17/05/2025
Avocados are currently in season and they’re not only creamy and delicious, but also a rich source of healthy fats, fiber, potassium, and essential vitamins like C, E, K, and B6. You can enjoy them on their own, tossed in your salad, or as a side dish with your rice.
Personally, I’m indulging in avocados in a few yummy ways:
As a side dish with rice
As a snack spread on bread (yes, it’s very delicious!)
In smoothies
With boiled eggs, such a rich and satisfying combo
Or simply sliced and eaten with a pinch of salt
My Avocado Smoothie Recipe is simple, natural, and super tasty:
1 ripe avocado
Half a cup of peanuts (groundnuts)
Milk of your choice
I use tigernut milk, but you can go for coconut milk or any plant-based milk you like. I prefer plant-based milk because it's more natural and healthier.

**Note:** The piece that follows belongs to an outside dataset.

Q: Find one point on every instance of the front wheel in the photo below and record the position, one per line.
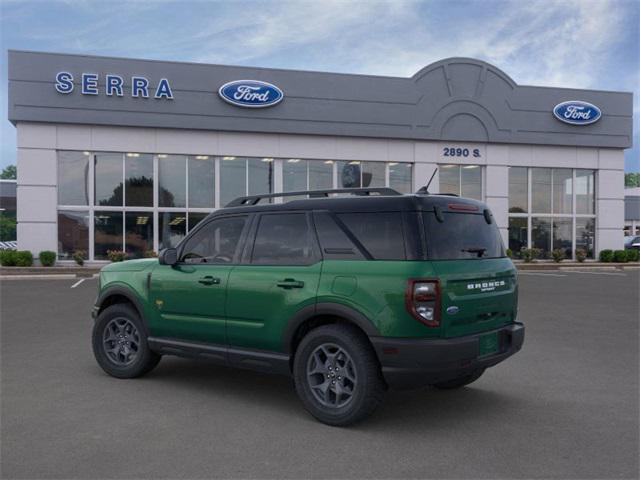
(337, 375)
(120, 344)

Avocados, peanuts, and plant-based milk (like tigernut or coconut milk) all provide nutrient-dense calories, which means they’re packed with good fats, protein, fiber, and essential vitamins and minerals — not just empty energy. Boiled eggs also add high-quality protein and healthy fats, making the combo even more satisfying and nourishing.
The benefits of this avocado peanut smoothie include:
Boosts energy levels
Supports heart health
Great for skin and hair
Aids digestion
Keeps you fuller for longer (perfect for weight management)
A rich source of healthy calories — ideal for anyone looking to eat clean, stay nourished, and feel satisfied
So go get some ripe avocados and get creative with them. Your taste buds and your body — will thank you!